Железо у них не родится и руду плавить не умеют. А железо, кое мы привозим, то и покупают чрез иные иноземцы, как прежде к нам и в прочие остроги бывали прежде тех камчацких людей многими годами, когда наши ходили на Ламу и Колому. И с тех времен чрез тех иноземцов то железо к ним доходило, и с того железа делали копья и теми копьями воюются. Еще у них бывают бои, когда единыя ко другим ко острогу приступаху, и тогда из острогу сверху состамых концов лес бросяху и бревна спущаху и тако бьющиеся и людей убиваху. И еще из ремней камением бросяхуся по писаному, ис пращи промеж собою далече велми досязаху и тако убивахуся.
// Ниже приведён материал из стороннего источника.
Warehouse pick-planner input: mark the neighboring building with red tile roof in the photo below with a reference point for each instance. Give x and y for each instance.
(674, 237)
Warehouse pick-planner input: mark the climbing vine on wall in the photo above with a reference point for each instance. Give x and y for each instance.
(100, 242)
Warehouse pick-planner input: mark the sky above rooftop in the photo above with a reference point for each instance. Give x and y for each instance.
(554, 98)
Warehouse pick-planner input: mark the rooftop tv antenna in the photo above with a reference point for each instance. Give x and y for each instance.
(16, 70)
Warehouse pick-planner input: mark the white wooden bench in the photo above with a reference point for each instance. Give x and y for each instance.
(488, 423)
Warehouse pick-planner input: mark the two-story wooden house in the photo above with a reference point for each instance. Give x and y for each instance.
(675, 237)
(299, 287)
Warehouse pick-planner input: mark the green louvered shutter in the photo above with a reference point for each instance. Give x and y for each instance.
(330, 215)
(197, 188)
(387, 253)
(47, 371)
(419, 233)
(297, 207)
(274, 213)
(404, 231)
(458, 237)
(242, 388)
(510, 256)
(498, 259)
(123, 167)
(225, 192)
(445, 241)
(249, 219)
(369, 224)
А остроги имеют пространны. Того ради промеж собою, когда брань творят, тогда скот свой — елени, в остроги заставаху и в то время у себя держаху. Донележе брань престанет, тогда же елени из острогу роспущаху. А в тех своих войнах и в плене бираху человеки между собою и на выкуп отдаваху. А жилища у себя имеют в тех острогах зимою в земле, а летом имеют над теми ж зимними юртами наверху на столбах, подобны лабазам, ту жевяху. А промеж теми острогами от острогу до острогу ходу дни по два и по три и по пяти и 6 дней. Овые же иноземцы оеленными нарицахуся, у коих елени есть, тако и словущи. А у которых елений нет, те называются иноземцы сидячи, тако и словущи, потому что елений не имеют и ездить не на чем. Оленних же честнейши в своем намерении почитахуся, другим зазираху и укоряху между собою, кои елений не имеют. И еще у них вопросиша: "Что у себя животы имею ли, какие и что у них родится?" Отвечаша же: "Елений имеют множество, на них ездят". "Еще что у них бывает?" Отповедаша: "Соболи, лисицы и иные звери бывают".

А про иное мы не знаем, что есть у них или нет. Нам же возвращающимися восвояси по времени же достигаша и дошедши во свой острог в Анадырь и ту пребыща до времени. В другие же год паки к ним приидаша двадесять человек и начаща жити с ними и к ним приходити в жилище их и почали с ними торговати и мелушными товаренцами менять, у кого какие прилучилися. А иные наши рыбы, зверей по рекам хождаху промышляти не в далном растоянии от зимовья нашего, человека по два и по 3 и по 5 человек, а инии же по улусам их також хождаху своих ради потреб и ради проведения и подсмотрения чтобы у них познати, каковы у них нравы и какое в них состояние обретается".

Судя по тому, что уже в первом абзаце указывалось, что возглавлял этот поход Лука "прозванием Старицын", и при нем "вторым человеком" был Голыгин, и всего в походе участвовало 15 русских, можно было бы сразу сделать вывод, что здесь шла речь об известном камчатском походе Луки Семенова Мороско Старицына 1695—1696 гг. Но М. И. Белов отверг этот вывод и стал доказывать, что в приведенном тексте речь шла о неизвестном русском походе на Камчатку, совершенном еще в 1691 — 1692 гг. Кратко напомним цепочку его рассуждений...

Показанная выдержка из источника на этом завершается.